Probably the biggest questions have to do with tethering free-floating research to the real world:

  • What do the assays we have actually mean clinically, if anything?
  • How do animal studies relate to human studies, if at all?
  • How do we prioritize our activities, or can we?
  • Is there any way we can jump some cycles or speed things up?

These are difficult, humbling questions to ask, let alone try to answer. So everyone is doing his own thing, head down, nose to grindstone. With all energies focused on designing each idea of the best antigen, or developing an existing approach, or solving the riddles the virus presents us with, we very well may never get anywhere in any of our lifetimes. And half a billion dollars a year could be spent, ad nauseam, as Rome continues to burn. As Maurice Hilleman once illustrated it, the same mice are eating an ever-bigger piece of cheese.

Breakthroughs are, by definition, unpredictable and serendipitous. Fertilizing that field is the specialty of NIH and others—funding grants that are deemed worthy by peer review, not keeping too-close tabs on the work, and facilitating cross-communication. Like democracy, it's the best bad system we've got.
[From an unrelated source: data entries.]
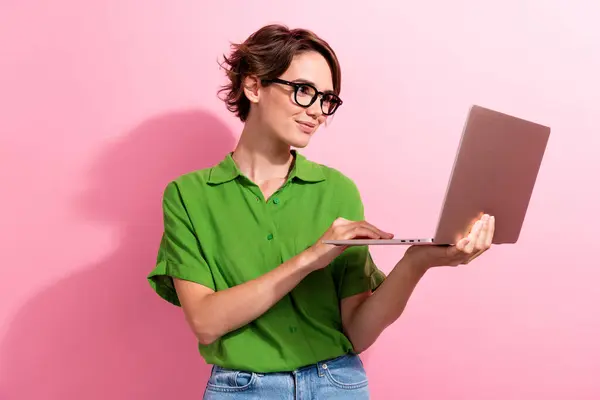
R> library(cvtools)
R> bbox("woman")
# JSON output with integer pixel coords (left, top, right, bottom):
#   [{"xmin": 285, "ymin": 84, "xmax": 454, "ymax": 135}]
[{"xmin": 149, "ymin": 25, "xmax": 494, "ymax": 399}]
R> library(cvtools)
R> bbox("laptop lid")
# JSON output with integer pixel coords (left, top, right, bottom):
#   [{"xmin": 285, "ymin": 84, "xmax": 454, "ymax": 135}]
[{"xmin": 434, "ymin": 105, "xmax": 550, "ymax": 244}]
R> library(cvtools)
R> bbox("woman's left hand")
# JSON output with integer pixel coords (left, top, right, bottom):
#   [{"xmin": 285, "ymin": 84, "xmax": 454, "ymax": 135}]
[{"xmin": 404, "ymin": 214, "xmax": 495, "ymax": 269}]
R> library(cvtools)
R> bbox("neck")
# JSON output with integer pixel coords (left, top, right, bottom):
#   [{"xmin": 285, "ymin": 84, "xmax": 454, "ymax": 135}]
[{"xmin": 233, "ymin": 116, "xmax": 293, "ymax": 184}]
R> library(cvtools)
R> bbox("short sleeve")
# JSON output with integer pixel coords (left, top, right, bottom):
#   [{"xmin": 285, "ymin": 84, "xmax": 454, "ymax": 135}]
[
  {"xmin": 334, "ymin": 178, "xmax": 385, "ymax": 299},
  {"xmin": 148, "ymin": 181, "xmax": 215, "ymax": 306}
]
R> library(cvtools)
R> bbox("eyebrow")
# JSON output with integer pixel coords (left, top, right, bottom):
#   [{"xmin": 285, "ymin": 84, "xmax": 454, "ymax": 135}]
[{"xmin": 292, "ymin": 78, "xmax": 335, "ymax": 94}]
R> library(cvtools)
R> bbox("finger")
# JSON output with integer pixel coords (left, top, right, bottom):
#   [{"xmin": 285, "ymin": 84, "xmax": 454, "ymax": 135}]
[
  {"xmin": 464, "ymin": 220, "xmax": 482, "ymax": 254},
  {"xmin": 475, "ymin": 214, "xmax": 490, "ymax": 250},
  {"xmin": 360, "ymin": 221, "xmax": 394, "ymax": 238},
  {"xmin": 343, "ymin": 221, "xmax": 390, "ymax": 239},
  {"xmin": 342, "ymin": 225, "xmax": 381, "ymax": 240},
  {"xmin": 455, "ymin": 237, "xmax": 470, "ymax": 252},
  {"xmin": 485, "ymin": 216, "xmax": 496, "ymax": 248},
  {"xmin": 465, "ymin": 250, "xmax": 485, "ymax": 264}
]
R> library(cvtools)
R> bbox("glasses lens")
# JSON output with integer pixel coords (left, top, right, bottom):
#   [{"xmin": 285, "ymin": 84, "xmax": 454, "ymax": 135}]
[
  {"xmin": 321, "ymin": 94, "xmax": 340, "ymax": 115},
  {"xmin": 296, "ymin": 85, "xmax": 317, "ymax": 107}
]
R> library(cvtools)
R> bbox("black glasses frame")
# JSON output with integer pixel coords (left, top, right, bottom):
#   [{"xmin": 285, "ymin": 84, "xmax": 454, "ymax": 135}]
[{"xmin": 262, "ymin": 78, "xmax": 343, "ymax": 115}]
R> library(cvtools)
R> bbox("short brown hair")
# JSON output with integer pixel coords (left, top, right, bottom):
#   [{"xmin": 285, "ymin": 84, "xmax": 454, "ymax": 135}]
[{"xmin": 219, "ymin": 24, "xmax": 342, "ymax": 122}]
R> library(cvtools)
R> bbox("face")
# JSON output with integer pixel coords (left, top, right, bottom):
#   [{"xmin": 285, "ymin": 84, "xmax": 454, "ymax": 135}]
[{"xmin": 244, "ymin": 52, "xmax": 333, "ymax": 148}]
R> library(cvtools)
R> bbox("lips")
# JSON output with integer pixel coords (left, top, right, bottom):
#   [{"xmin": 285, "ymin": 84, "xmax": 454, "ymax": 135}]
[{"xmin": 296, "ymin": 121, "xmax": 317, "ymax": 133}]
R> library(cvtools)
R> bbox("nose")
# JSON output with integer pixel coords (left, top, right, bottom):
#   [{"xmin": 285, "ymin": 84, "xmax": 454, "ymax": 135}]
[{"xmin": 306, "ymin": 98, "xmax": 323, "ymax": 119}]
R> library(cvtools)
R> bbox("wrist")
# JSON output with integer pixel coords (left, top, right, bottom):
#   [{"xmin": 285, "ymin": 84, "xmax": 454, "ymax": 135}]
[{"xmin": 295, "ymin": 246, "xmax": 321, "ymax": 273}]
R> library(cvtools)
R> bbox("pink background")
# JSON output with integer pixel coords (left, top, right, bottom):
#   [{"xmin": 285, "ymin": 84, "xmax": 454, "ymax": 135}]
[{"xmin": 0, "ymin": 0, "xmax": 600, "ymax": 400}]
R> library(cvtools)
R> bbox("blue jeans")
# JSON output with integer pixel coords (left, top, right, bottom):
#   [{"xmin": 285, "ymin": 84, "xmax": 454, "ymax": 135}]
[{"xmin": 204, "ymin": 354, "xmax": 369, "ymax": 400}]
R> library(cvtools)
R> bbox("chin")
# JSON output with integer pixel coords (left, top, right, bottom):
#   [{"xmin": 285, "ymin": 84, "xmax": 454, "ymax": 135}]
[{"xmin": 286, "ymin": 135, "xmax": 311, "ymax": 149}]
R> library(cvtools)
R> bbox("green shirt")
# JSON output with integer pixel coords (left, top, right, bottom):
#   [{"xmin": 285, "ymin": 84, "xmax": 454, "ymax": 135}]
[{"xmin": 148, "ymin": 151, "xmax": 385, "ymax": 373}]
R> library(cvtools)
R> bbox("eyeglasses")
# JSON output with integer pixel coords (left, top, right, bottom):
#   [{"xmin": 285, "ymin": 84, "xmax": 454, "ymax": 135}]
[{"xmin": 263, "ymin": 78, "xmax": 342, "ymax": 115}]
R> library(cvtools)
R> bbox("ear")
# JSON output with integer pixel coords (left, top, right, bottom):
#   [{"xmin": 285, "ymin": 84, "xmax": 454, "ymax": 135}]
[{"xmin": 243, "ymin": 76, "xmax": 260, "ymax": 103}]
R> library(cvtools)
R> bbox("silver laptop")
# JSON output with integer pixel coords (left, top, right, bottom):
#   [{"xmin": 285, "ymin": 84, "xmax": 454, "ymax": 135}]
[{"xmin": 324, "ymin": 105, "xmax": 550, "ymax": 246}]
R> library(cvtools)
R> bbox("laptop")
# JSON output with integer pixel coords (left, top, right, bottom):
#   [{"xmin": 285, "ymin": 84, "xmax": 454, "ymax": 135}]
[{"xmin": 323, "ymin": 105, "xmax": 550, "ymax": 246}]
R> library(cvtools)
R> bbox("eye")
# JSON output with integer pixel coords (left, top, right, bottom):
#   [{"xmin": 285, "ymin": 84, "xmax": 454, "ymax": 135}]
[{"xmin": 298, "ymin": 85, "xmax": 315, "ymax": 97}]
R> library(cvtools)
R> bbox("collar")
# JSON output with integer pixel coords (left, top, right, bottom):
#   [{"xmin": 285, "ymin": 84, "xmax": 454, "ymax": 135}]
[{"xmin": 208, "ymin": 150, "xmax": 325, "ymax": 185}]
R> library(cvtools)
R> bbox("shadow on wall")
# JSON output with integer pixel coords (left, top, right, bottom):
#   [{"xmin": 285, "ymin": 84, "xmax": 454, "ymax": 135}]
[{"xmin": 0, "ymin": 111, "xmax": 235, "ymax": 400}]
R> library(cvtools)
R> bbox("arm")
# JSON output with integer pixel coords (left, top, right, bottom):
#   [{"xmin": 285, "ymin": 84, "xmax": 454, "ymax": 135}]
[
  {"xmin": 341, "ymin": 258, "xmax": 426, "ymax": 353},
  {"xmin": 173, "ymin": 252, "xmax": 316, "ymax": 345},
  {"xmin": 173, "ymin": 219, "xmax": 382, "ymax": 345}
]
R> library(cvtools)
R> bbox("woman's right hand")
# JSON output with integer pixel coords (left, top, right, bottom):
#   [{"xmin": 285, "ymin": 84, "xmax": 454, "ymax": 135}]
[{"xmin": 308, "ymin": 218, "xmax": 394, "ymax": 269}]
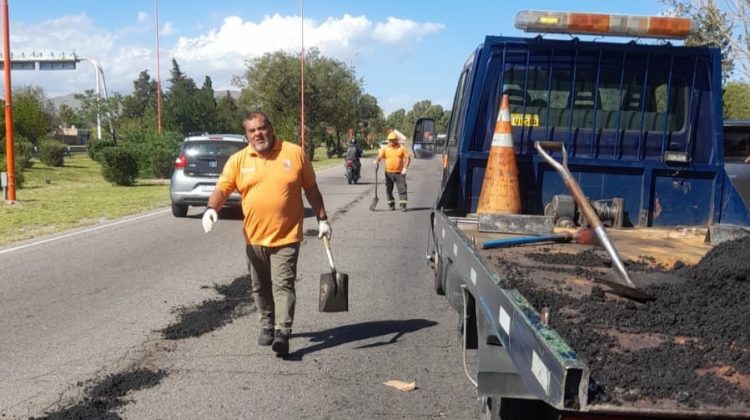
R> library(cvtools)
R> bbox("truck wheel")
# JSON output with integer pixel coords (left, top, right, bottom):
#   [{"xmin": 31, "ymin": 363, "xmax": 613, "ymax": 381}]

In the meantime, that leaves us with virtually no collective, systematic strategy—discussing what could happen across programs, planning ahead for all contingencies, setting priorities and taking risky action with the best knowledge available. Such coordinated effort doesn't suit independent-minded scientists or multiple-research networks. Like any battle plan, it will go awry. It's a great deal of work and difficulty making decisions—but at least it's not 100% dependent upon individuals and chance. When you're at sea, looking out to the horizon is a scary but essential business. So, here's a modest proposal:

  • Set broader goals for government-funded research. Think about designing research programs to try to tentatively answer those big, real-world questions above.
  • Design immunogens and trials to explore vaccine design questions. Do this, rather than vetting isolated products as each exits the Phase I/II obstacle course.
  • Encourage industry to cooperate (a bit). Explore information-sharing, patent-pooling and intellectual property agreements that reduce the risk to most and share some benefit with all from shared intellectual property and know-how.
  • Engage the world. Make some public commitments that are congruent with the seriousness of the epidemic. Take that risk.

The vaccine programs are led by some of the most talented and dedicated scientists in the world: Anthony Fauci (NIAID), Seth Berkley (IAVI), Larry Corey (HVTN), Debbie Birx (US Army), Peggy Johnston (NIAID), Gary Nabel (Vaccine Research Center). You have to admire every one of them and the dedicated public and private teams developing each vaccine candidate. But the outlook is not good because we've settled into a familiar, easy and well-worn groove. If the people working on AIDS vaccines don't shake this up, there's no other constituency to do so.